How innovation is impacting trends?

Sharing insights on current variations between markets, Mellentin voiced that “LATAM countries have very different economic and political environments”​. As a result, some are “clearly leading in terms of innovation and food trends, such as Brazil and Mexico”.

As trends and innovations “usually start in big urban centers”,​ Sao Paulo in Brazil or Mexico City in Mexico, for example, are enjoying pockets of innovations “compared to the rest of the country”.

In Latin America, several segments have witnessed and flourished from strong innovation, namely snacks, plant-based items and foods that offer and appeal to the demand for ‘permission to indulge’ products.

The frozen food segment has also seen an increase in popularity. Brands such as Brazilian LivUp deliver frozen meals emphasizing sugar-free options, for instance. Others like Emporio da Papinha are investing in organic frozen baby and kids foods that are also home-delivered, Mellentin revealed.

Trends to look out for in 2020

1. Sustainability and plant-based choices

This is an area that has grown in 2019, both due to “environmental events and issues, but also because of industry efforts to invest in new product development and communications around plant-based products”, ​Mellentin added.

The Chilean NotCo company, for example, entered the Brazilian market and is expanding its portfolio beyond its vegan mayo. Startups and bigger players are now entering the plant-based meat segment. So consumers now have access to plant-based burgers in both mainstream burger chains and smaller local independents.

2. Awareness of low-carb

The idea that consumer diets low in carbohydrates is associated with both weight loss/management and health benefits is high among health-conscious lifestyle consumers in Latin America, Mellentin relayed.

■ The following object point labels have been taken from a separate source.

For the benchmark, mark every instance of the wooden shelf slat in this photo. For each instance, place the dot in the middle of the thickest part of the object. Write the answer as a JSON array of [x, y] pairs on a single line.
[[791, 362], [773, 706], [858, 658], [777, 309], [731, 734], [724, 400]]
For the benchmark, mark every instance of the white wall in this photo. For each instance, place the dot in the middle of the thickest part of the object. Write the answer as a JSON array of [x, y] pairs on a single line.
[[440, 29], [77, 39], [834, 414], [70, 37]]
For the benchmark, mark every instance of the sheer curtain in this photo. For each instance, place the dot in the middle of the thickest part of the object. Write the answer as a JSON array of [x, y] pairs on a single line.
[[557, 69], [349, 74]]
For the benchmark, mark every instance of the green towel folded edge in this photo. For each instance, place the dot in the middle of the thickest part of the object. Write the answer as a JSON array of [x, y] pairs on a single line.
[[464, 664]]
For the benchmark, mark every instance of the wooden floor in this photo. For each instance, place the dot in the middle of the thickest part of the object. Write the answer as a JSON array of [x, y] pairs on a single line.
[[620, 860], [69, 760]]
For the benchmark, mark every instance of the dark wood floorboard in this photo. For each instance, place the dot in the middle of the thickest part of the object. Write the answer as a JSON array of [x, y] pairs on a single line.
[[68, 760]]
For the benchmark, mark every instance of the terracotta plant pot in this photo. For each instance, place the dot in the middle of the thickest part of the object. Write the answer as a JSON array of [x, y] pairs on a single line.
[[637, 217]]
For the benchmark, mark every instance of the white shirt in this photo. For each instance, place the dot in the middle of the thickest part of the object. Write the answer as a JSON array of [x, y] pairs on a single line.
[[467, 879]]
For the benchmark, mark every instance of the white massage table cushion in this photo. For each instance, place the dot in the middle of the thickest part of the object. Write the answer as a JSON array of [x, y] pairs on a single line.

Numerous meal and snack brands are currently targeting this segment, which also benefits the ‘reborn of fat’ movement, Mellentin revealed. Brands releasing products connected to sports and fitness, such as keto coffee mixes or nut butters for energy, are examples of how low-carbohydrate options are gathering pace.

3. Provenance and authenticity

Storytelling is proving pivotal and a proven strategy among Latin American producers, as consumers want to know more about the origin and the processes behind their foods.

A  movement to ‘re-adopt’ local flavors and ingredients has taken place. Efforts to develop and launch new items from smaller producers are also prevalent, with e-commerce leveraging the profile of smaller manufacturers.

Startups like ROCCA in Brazil are indicating that it is “possible to disrupt a very established mainstream category (‘dulce de leche’)”​,  Mellentin emphasized, by appealing to consumers’ desires for authenticity and provenance.

4. Sugar concerns

Both local governments and health organizations have “strongly”​ communicated concerns around sugar. As such, in Latin America, there is an “understanding that sugary foods can be bad but there is still a desire for indulgent products”, ​Mellentin shared.

The desire for products that sit in the permission to indulge area is driving the growth and innovation in such products, which include snacks and smaller portions of desserts and cakes. Typically, these food options are either sugar-free or use natural sugars that consumers perceive as “healthier and better than refined white sugar”, ​Mellentin noted.